1850-Fugitive Slave Act

A poster from the time

The implementation of the Compromise of 1850 further radicalized the conflict over slavery. The Constitution had ensured the rights of slave holders to retrieve their slaves. It did not, however, provide a mechanism for doing so. The Fugitive Slave Act called for special commissioners to determine whether slaves were fugitives. There was no right to appeal, and federal marshals were forced to help in the recapture of the slaves. Northern abolitionists were appalled by the enforcement of the law. In many cases, Northern abolitionists forcibly obstructed the return of slaves. Many of those arrested had been living in the North for many years. Throughout the 1850's, 322 slaves were returned to the South.

 



On September 18, 1850 President Filmore signed the Fugitive Slave Act. Eight days later a man appeared in New York from Baltimore with a power of attorney, claiming that James Hamlet was a slave of Mrs Brown. The New York Commissioner immediately complied. The slave was transported back to Baltimore. Eight hundred dollars were raised by antislavery forces to buy James Hamlet’s freedom.

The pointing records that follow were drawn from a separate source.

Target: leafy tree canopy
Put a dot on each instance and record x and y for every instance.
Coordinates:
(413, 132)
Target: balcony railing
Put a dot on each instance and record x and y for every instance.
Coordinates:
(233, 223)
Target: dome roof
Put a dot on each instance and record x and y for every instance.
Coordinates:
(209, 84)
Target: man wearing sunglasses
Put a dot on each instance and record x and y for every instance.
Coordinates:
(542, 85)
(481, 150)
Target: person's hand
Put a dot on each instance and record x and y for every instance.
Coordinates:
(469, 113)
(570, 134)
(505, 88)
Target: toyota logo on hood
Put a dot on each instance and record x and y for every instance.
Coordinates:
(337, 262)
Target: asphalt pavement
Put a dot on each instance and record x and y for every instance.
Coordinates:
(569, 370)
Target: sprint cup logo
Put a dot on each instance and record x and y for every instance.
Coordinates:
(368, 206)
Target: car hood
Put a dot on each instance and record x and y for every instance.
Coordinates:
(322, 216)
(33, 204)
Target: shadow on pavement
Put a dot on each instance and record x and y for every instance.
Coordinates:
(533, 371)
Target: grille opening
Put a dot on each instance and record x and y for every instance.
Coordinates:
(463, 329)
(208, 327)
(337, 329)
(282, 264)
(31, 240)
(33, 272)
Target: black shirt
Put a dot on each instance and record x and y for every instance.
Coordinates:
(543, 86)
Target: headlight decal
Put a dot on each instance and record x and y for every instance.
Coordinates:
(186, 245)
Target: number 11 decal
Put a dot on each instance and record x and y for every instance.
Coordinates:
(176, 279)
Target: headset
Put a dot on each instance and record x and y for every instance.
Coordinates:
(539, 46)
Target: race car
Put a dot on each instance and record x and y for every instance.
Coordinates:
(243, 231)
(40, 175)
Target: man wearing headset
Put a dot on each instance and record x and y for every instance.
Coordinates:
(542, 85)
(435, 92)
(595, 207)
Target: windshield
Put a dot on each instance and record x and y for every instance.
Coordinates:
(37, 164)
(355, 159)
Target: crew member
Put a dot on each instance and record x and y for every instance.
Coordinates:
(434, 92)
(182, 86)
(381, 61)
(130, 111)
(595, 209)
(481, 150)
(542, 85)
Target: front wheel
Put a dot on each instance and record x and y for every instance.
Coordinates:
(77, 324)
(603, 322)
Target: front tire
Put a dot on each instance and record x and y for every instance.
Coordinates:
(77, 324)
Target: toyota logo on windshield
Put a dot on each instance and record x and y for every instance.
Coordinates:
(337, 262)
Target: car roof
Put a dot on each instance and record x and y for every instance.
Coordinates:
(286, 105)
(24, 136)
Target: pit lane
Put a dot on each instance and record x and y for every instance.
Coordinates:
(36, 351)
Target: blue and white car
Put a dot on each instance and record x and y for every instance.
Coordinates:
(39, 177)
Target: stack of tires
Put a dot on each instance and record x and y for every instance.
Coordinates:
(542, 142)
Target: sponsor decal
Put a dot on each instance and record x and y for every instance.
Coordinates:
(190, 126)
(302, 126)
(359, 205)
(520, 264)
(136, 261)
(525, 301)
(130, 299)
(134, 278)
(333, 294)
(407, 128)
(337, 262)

On December 31st three men appeared at the house of Joseph Miller in Pennsylvania and kidnapped Rachel Parker claiming she was an escaped slave. A group of eighth immediately organized to pursue them. They arrived in Baltimore to the public slave pen and protested the Rachel Parker was a free born Pennsylvanian. Authorities in Baltimore ordered that she be held for trail and fourteen months later she was freed.
In February Frederick Jenkins was found in Boston serving as a waiter by his former owners agent. He was arrested and thanks to legal intervention he was held over for trail. He was detained at the Federal Court House. A crowd came together and freed the former slave. He was quickly spirited out of Boston to Canada. In April 1851 Thomas Sims was found in Boston and arrested on a bogus charge of theft. This time the federal building was guarded by a four foot chain fence. Sims was eventually carried back to Georgia.

In September 1851 Edward Gorush a Marylander and his son arrived at Christiana in Lancaster County, Pennsylvania. There were a number of slaves in a home there. Gorush and US officials went to the home and demanded the surrender of the fugitives. Shots broke out and in the ensuing fight Gorush was killed and his son wounded. Quaker bystanders refused to help the Marshalls and were tried for treason, they were acquitted and the former slaves escaped.